No, the problem is that WHOIS actually pointed to GoDaddy and the new customer set up an account, checked to see if the account gave them access to the same servers (or more likely looked through the WHOIS for all the domains to see if it matched any of them).
Any DNS server can have records for any domain.
But a given end user computer won’t ask that DNS server about that domain.
Instead, a computer will generally speaking eventually get information from a DNS server associated w/ the WHOIS records for the domain. (There’s a certain amount of recursion here and potentially lots of caching, the computer talks to its DNS recursor which may talk to further DNS recursors who may talk to the TLD DNS server for the given TLD which has info based on the WHOIS records, and then it bubbles up to talk to the DNS server based on the WHOIS records.)
I’m wondering about whether GoDaddy would only accept new DNS settings if they didn’t have an active account for that domain (which is probably the question you were trying to ask), my guess is yes.

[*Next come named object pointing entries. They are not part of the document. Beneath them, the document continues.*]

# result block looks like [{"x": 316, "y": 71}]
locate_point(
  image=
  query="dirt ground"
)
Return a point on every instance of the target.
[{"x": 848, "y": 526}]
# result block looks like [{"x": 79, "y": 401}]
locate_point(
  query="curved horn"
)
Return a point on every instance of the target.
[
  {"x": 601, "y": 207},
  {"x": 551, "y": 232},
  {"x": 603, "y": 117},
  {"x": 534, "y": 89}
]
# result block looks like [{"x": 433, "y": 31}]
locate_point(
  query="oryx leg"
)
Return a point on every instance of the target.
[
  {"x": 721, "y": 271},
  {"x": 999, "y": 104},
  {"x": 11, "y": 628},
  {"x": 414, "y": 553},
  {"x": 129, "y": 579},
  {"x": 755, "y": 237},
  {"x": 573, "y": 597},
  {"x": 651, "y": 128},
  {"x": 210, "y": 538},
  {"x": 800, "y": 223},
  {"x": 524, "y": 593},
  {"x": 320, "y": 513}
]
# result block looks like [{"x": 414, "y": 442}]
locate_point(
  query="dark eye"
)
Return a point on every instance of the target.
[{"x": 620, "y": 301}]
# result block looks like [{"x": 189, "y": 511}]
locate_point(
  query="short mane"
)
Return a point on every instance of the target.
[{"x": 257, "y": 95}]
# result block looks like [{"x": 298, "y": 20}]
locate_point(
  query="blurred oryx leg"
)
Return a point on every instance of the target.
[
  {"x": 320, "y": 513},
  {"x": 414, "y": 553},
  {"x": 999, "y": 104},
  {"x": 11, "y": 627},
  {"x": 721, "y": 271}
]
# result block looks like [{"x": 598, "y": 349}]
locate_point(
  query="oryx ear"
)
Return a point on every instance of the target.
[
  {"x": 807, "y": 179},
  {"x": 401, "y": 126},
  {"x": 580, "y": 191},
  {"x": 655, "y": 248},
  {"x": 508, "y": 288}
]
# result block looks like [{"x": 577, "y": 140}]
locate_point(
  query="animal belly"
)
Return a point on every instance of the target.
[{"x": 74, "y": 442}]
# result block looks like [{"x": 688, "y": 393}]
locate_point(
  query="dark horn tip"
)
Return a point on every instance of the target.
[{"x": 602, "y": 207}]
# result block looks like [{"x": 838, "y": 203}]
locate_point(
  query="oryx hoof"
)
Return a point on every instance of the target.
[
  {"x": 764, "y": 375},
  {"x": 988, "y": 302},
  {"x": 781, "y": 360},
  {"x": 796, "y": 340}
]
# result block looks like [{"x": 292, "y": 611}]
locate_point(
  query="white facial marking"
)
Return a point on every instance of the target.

The method to stop the ‘beacon’ from working is simply to set your email application whether, Gmail or some other app, so that it asks before displaying external images. If the external image isn’t displayed, nothing gets sent back to the malicious server.
If disable external image display, as indicated above, you’ll see that images have these long character sequences attached to their URLs. That character sequence is a code that is assigned to the email address it was sent to, indicating that the email was opened. Asking for that image will guarantee more spam into your inbox.
Yepp I got one of those email on Jan 21 …sorry for anyone that falls for it.
Wouldn’t implementing DMARC serve as a protection for this?
Haven’t used it myself. Seemingly trusted sources, explanations and my hands-off understanding of it say yes.
http://www.google.com/search?hl=en&lr=lang_en&num=100&safe=active&q=will%20demarc%20prevent%20phishing
I got similar mail. The password they send me was used at only one place, at the website of sigma aldrich.